Co-pyrolysis of plastics and biomass is a promising solution for waste management and renewable energy utilization. There is still no consensus on the distributions of co-pyrolysis products and the reaction mechanisms between the polyethylene (PE) plastics and biomass components at the molecular level. In this work, the product distribution, co-pyrolysis mechanism, and electronic characteristic of PE and major biomass components such as cellulose (CE), hemicellulose (HC), and lignin (LG) were investigated at the atomistic level using reactive force field simulation and density functional theory computation. The co-pyrolysis of PE and biomass facilitates the release of non-carbon radicals, which enhances the reactivity of macromolecular fractions to high-quality oils.
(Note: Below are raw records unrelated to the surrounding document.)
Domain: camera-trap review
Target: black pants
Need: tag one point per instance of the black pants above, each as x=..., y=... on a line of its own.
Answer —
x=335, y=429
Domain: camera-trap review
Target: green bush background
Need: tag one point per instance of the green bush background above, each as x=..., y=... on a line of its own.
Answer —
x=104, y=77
HC promotes the char degradation and oxygenated oil retention, whereas CE accelerates the decomposition of oxygen-free char to light hydrocarbons and inorganic gases. LG inhibits the conversion of oxygenated oil to CO/CO2 and retards the secondary cracking of oxygen-free oil. Alkyne is mostly generated from α-O-4 LG dimer, whereas olefin is mainly derived from γ-O-4 LG dimer. β-O-4 LG dimer accelerates the conversion of char to oil, while it decreases gas emissions. The electronic characteristics such as the Fukui function, frontier orbitals, and total electron density demonstrate the reaction sites of biomass monomers. For CE and HC, the hydroxyl groups on methylene are the nucleophilic sites, and the O atoms of hydroxyl on the pyran ring are prone to the electrophilic attack by PE. Except for O atoms in LG dimers, the unsubstituted C atoms on the benzene ring are inclined to the nucleophilic sites, whereas the C and para-C atoms located at hydroxyl and methoxy are susceptible to the electrophilic attack by PE. This work elucidates the differences in the co-pyrolysis reaction characteristics of various biomass structures, which provides scientific and theoretical guidance for the efficient resource exploitation of biomass and waste plastics.